Le cronache locali e le immagini “dal vivo” ci hanno rimandato fiamme ruggenti, nuvole di fumo e distese di monconi d’albero anneriti, in vastità e sequenze inaudite. Ci hanno documentato altresì i pericoli per le zone abitate e la mobilitazione dei soccorsi che rendevano memorabili le operazioni di terra e dal cielo.
Sgomento, ira, conta dei danni, apprezzamento degli interventi, pur con qualche accenno di recriminazioni, hanno caratterizzato i commenti, inframmezzati dalle voci preoccupate delle Cassandre meteo-ambientali. Ma sulle cause, prossime e remote, del dilagante fenomeno incendiario, la lingua si è inceppata e il pensiero si è arenato sulle secche del prevalente “fatto doloso”, ascrivibile alla non meglio precisata categoria dei “piromani” in fase di oscura, ma evidente moltiplicazione.
Di incendio doloso, come pure di generica piromania, si parla da tempo (a calare fino a zero, o quasi, è per fortuna il ricorso alla fantomatica autocombustione), ma la dimensione e la ripetitività, in crescita, del fenomeno inducevano a sospettare un retroterra motivazionale più complesso o comunque difficilmente afferrabile.

La “tradizionale” azione dolosa trovava infatti una solida “giustificazione” in una qualche “utilità” perversa, ma a suo modo comprensibile: una prossima gettata di erba fresca e rigogliosa per la pastorizia e, soprattutto la predisposizione di nuove, traverse opportunità di sfruttamento del suolo depauperato per l’edilizia strisciante e le opere connesse. Il fatto però che né l’habitat delle greggi né l’appetibilità edificatoria fossero palesemente estensibili a tutti i territori ora devastati (in effetti solo a poche zone effettivamente praticabili) stanno costringendo esperti e commentatori a riposizionarsi, seppure a disagio, su una insospettabile varietà/novità/gravità delle pulsioni distruttive individuali.
Ben rappresentate, volendo, dai famosi versi “giocosi” di Cecco Angiolieri : S’i’ fosse fuoco, arderei ‘l mondo / s’i’ fosse vento, lo tampestarei / s’i’ fosse acqua, i’ l’annegherei /..etc. fino alle donne giovani e leggiadre, peraltro non comprese nelle ire funeste del poeta dugentesco.
Scemata per fortuna, con i primi di novembre e l’annuncio di pioggia risanatrice, la panoramica degli incendi e la pressione degli interventi d’emergenza, i discorsi sparsi sulle cause del frammentato disastro si stanno facendo – se non è un’impressione e a parte la grande, indiscutibile concausa del suolo inaridito – più flebili o incerti, già sull’aspetto della “molteplicità strategica” degli inneschi di vallata (o sviluppo straordinariamente impetuoso dei limitati, numericamente parlando, attacchi piromani. Ma mentre scrivo il TGR parla di sei inneschi appena rilevati a Borgo San Dalmazzo).

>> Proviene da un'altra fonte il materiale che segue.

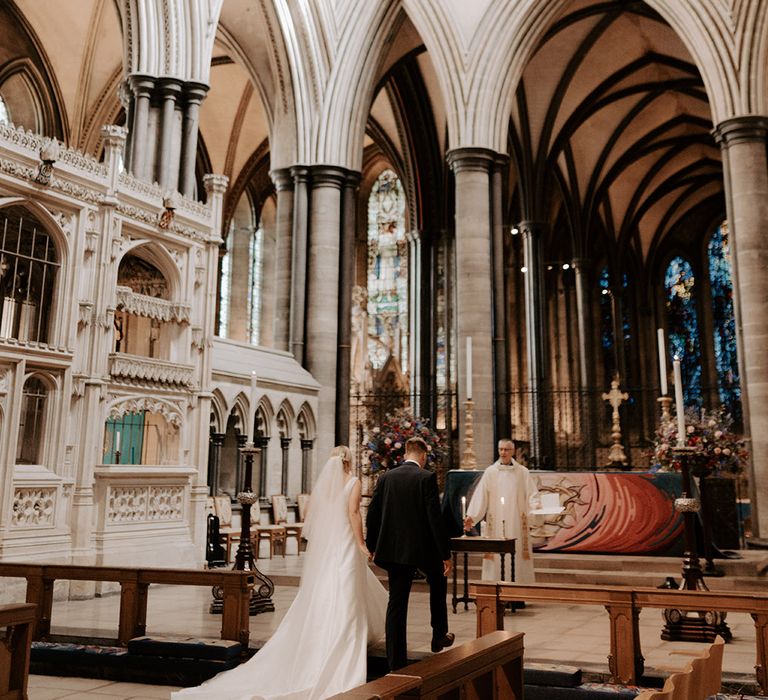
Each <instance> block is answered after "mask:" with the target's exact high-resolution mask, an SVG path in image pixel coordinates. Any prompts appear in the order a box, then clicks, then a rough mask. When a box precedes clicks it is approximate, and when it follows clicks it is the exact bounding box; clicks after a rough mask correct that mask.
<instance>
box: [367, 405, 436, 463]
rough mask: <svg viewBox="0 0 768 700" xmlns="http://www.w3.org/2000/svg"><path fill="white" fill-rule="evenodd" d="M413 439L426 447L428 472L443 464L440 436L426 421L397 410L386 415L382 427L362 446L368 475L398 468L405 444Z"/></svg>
mask: <svg viewBox="0 0 768 700" xmlns="http://www.w3.org/2000/svg"><path fill="white" fill-rule="evenodd" d="M412 437H420V438H422V439H423V440H424V442H426V443H427V449H428V450H429V452H428V454H427V467H428V468H430V469H432V470H434V469H435V467H437V466H439V465H440V464H441V463H442V461H443V457H444V454H445V445H444V442H443V438H442V436H441V435H440V433H438V432H436V431H434V430H432V428H430V427H429V421H428V420H427V419H426V418H419V417H417V416H414V415H412V414H411V413H409V412H408V411H405V410H399V411H396V412H395V413H392V414H388V415H387V416H386V417H385V418H384V421H383V422H382V423H381V425H377V426H374V427H373V428H371V430H370V432H369V434H368V438H367V439H366V441H365V443H364V444H363V446H364V447H365V452H366V455H367V457H368V469H369V470H370V472H371V473H373V474H375V473H376V472H379V471H383V470H385V469H391V468H392V467H396V466H397V465H398V464H400V463H401V462H402V461H403V455H404V454H405V443H406V441H407V440H408V439H409V438H412Z"/></svg>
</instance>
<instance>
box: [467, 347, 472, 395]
mask: <svg viewBox="0 0 768 700" xmlns="http://www.w3.org/2000/svg"><path fill="white" fill-rule="evenodd" d="M471 398H472V336H471V335H468V336H467V399H471Z"/></svg>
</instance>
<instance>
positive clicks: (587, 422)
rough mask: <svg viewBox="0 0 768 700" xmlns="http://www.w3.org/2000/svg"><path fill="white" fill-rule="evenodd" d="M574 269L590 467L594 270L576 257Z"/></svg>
mask: <svg viewBox="0 0 768 700" xmlns="http://www.w3.org/2000/svg"><path fill="white" fill-rule="evenodd" d="M573 269H574V273H575V276H576V328H577V333H578V336H577V337H578V344H579V409H580V419H581V434H582V435H583V437H584V456H585V459H586V460H587V465H594V464H596V461H595V460H596V455H595V437H596V426H595V406H594V400H595V399H594V397H595V363H594V344H593V343H592V338H593V335H594V334H593V325H594V317H593V315H592V304H591V303H590V293H591V291H592V269H591V265H590V261H589V260H588V259H587V258H575V259H574V261H573Z"/></svg>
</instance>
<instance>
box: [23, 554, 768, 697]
mask: <svg viewBox="0 0 768 700" xmlns="http://www.w3.org/2000/svg"><path fill="white" fill-rule="evenodd" d="M301 563H302V557H296V556H288V557H285V558H283V557H277V558H275V559H272V560H259V566H260V568H261V569H262V570H263V571H264V572H265V573H267V574H269V575H270V576H272V577H273V579H274V580H275V583H276V588H275V595H274V598H273V600H274V603H275V608H276V610H275V612H274V613H267V614H262V615H258V616H256V617H253V618H251V643H252V644H255V645H260V644H261V643H262V642H263V641H264V640H266V639H268V638H269V636H270V635H271V634H272V632H273V631H274V629H275V628H276V626H277V625H278V624H279V623H280V620H281V619H282V616H283V615H284V613H285V611H286V610H287V608H288V606H289V605H290V603H291V601H292V600H293V597H294V595H295V593H296V588H295V582H296V581H297V579H298V576H299V575H300V573H301ZM208 602H209V591H208V590H207V589H202V588H179V587H168V586H165V587H164V586H157V587H155V586H153V587H151V588H150V592H149V605H148V611H147V621H148V624H147V633H151V634H183V635H202V636H210V637H217V636H218V633H219V629H220V624H221V618H220V617H216V616H213V615H210V614H209V613H208ZM118 606H119V597H118V596H117V595H110V596H105V597H102V598H96V599H92V600H84V601H56V602H55V603H54V607H53V617H52V632H53V633H54V634H56V633H58V634H89V635H93V636H96V637H98V636H104V637H113V636H114V634H115V631H116V629H117V616H118ZM448 614H449V624H450V627H451V630H452V631H453V632H455V633H456V642H457V643H461V642H464V641H468V640H470V639H473V638H474V636H475V610H474V606H472V605H470V606H469V610H468V611H466V612H465V611H464V610H463V608H462V606H460V607H459V611H458V612H457V613H456V614H455V615H454V614H452V613H451V612H450V608H449V613H448ZM728 623H729V625H730V628H731V631H732V632H733V636H734V639H733V642H732V643H730V644H728V645H727V646H726V648H725V657H724V662H723V674H724V677H731V678H733V679H734V680H736V681H738V680H739V679H743V680H744V681H745V682H754V663H755V632H754V626H753V623H752V620H751V618H750V617H749V616H747V615H737V614H732V615H729V616H728ZM505 627H506V628H507V629H509V630H513V631H519V632H524V633H525V654H526V660H528V661H537V662H556V663H570V664H573V665H578V666H580V667H581V668H582V669H583V670H585V671H591V672H595V673H601V672H602V673H605V672H607V668H608V664H607V658H606V657H607V654H608V642H609V640H608V615H607V613H606V612H605V610H604V609H602V608H597V607H591V606H556V605H542V604H536V605H529V606H528V607H527V608H526V609H525V610H521V611H518V612H516V613H515V614H508V615H507V616H506V617H505ZM661 627H662V620H661V614H660V611H658V610H648V611H646V612H644V613H643V614H642V615H641V616H640V635H641V640H642V649H643V654H644V656H645V659H646V668H652V669H663V668H669V667H673V666H682V665H684V661H683V660H682V659H683V657H675V656H674V655H672V656H670V651H673V650H674V651H684V650H691V649H696V648H697V647H698V646H699V645H696V644H693V643H670V642H663V641H662V640H661V639H660V637H659V634H660V631H661ZM430 638H431V632H430V629H429V602H428V596H427V594H426V593H425V592H423V591H415V592H414V593H413V594H412V598H411V607H410V611H409V619H408V641H409V649H410V650H411V651H417V652H427V651H429V642H430ZM171 690H173V688H170V687H168V686H150V685H140V684H132V683H117V682H109V681H103V680H91V679H81V678H58V677H51V676H32V677H31V679H30V692H29V698H30V700H49V699H51V700H52V699H54V698H65V697H67V698H80V697H82V698H86V699H87V700H95V699H97V698H102V699H104V700H107V699H110V700H116V699H117V698H126V699H127V698H135V699H139V698H168V697H169V694H170V692H171Z"/></svg>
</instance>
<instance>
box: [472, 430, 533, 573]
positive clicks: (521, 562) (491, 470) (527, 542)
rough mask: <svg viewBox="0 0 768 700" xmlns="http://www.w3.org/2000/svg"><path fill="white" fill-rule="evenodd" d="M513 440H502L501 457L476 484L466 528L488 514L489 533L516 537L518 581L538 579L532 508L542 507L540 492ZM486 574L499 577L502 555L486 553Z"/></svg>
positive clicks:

La differenza, ai fini preventivi e repressivi, di azioni incendiarie organizzate e finalizzate (?) rispetto ad alcune “imprese” di singoli “lupi solitari” (come oggi si dice), è notevole e complicata sotto il profilo pratico della “caccia agli untori”, e le forze dell’ordine, con gli amministratori locali, ne sono certo ben consapevoli.

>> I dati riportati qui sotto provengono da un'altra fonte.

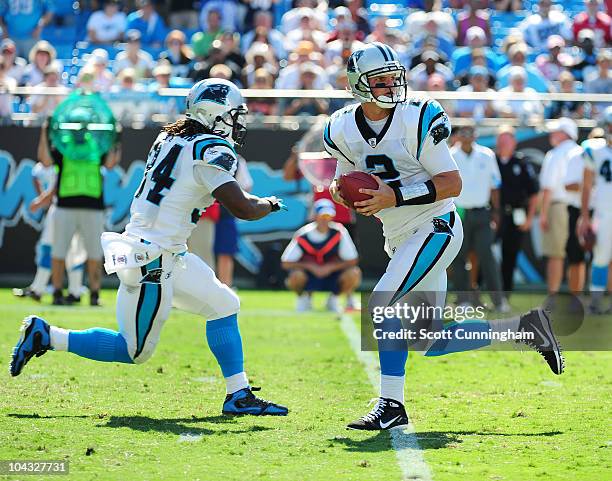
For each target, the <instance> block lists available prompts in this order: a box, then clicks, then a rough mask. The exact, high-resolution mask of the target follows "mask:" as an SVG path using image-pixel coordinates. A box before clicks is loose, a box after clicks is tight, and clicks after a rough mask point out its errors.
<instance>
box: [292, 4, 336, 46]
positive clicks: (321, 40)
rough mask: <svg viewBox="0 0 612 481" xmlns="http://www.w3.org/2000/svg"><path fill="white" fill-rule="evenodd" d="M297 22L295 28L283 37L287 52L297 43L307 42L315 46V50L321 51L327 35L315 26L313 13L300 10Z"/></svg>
mask: <svg viewBox="0 0 612 481" xmlns="http://www.w3.org/2000/svg"><path fill="white" fill-rule="evenodd" d="M299 20H300V22H299V23H298V25H297V27H295V28H294V29H293V30H291V31H290V32H288V33H287V34H286V36H285V45H286V47H287V50H293V49H294V48H295V47H296V46H297V45H298V43H299V42H301V41H304V40H308V41H311V42H313V43H314V44H315V45H316V46H317V50H319V51H322V50H323V49H324V48H325V46H326V42H327V34H326V33H323V32H322V31H321V30H320V29H319V27H318V26H317V22H316V20H315V16H314V14H313V12H312V11H310V10H307V9H302V12H301V14H300V16H299Z"/></svg>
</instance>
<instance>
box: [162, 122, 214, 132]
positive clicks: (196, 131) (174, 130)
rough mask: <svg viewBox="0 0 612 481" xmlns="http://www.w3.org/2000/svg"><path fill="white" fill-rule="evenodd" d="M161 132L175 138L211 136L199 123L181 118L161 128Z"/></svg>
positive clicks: (200, 124) (206, 129)
mask: <svg viewBox="0 0 612 481" xmlns="http://www.w3.org/2000/svg"><path fill="white" fill-rule="evenodd" d="M162 131H163V132H166V133H167V134H169V135H174V136H177V137H191V136H194V135H198V134H212V132H211V131H210V129H208V128H206V127H204V126H203V125H202V124H201V123H200V122H198V121H196V120H193V119H189V118H183V119H179V120H177V121H176V122H173V123H171V124H168V125H164V126H163V127H162Z"/></svg>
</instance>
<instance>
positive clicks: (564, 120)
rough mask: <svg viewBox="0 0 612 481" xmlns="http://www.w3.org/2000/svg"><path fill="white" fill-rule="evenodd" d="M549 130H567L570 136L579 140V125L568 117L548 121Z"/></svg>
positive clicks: (566, 133)
mask: <svg viewBox="0 0 612 481" xmlns="http://www.w3.org/2000/svg"><path fill="white" fill-rule="evenodd" d="M546 130H548V132H565V133H566V134H567V135H568V136H569V137H570V138H572V139H574V140H578V126H577V125H576V122H574V121H573V120H572V119H570V118H568V117H561V118H560V119H554V120H551V121H550V122H547V123H546Z"/></svg>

E’ la differenza che passerebbe tra un “bullismo da paese” – che pure si è manifestato, in tono minore, anche tra le nostre campagne di pianura, ove sono andati in fumo, in rustici o in campo, gli imballi di paglia o fieno – e una sorta di “mini-terrorismo” (duole pronunciare anche solo la parola), rivolto a fomentare un clima di insicurezza, di sovrastante pericolo, buono a tutti gli usi.
Ovvio auspicare che prima di nuove – e ahimè prevedibili – stagioni di vasta e complice aridità, questa storia dei “fuochi di massa” venga ripresa e riassunta, da chi può, nei suoi termini realistici e aggiornati. Anche ai fini di valutare le possibili contromisure tecnico-normative e di pubblico orientamento comportamentale.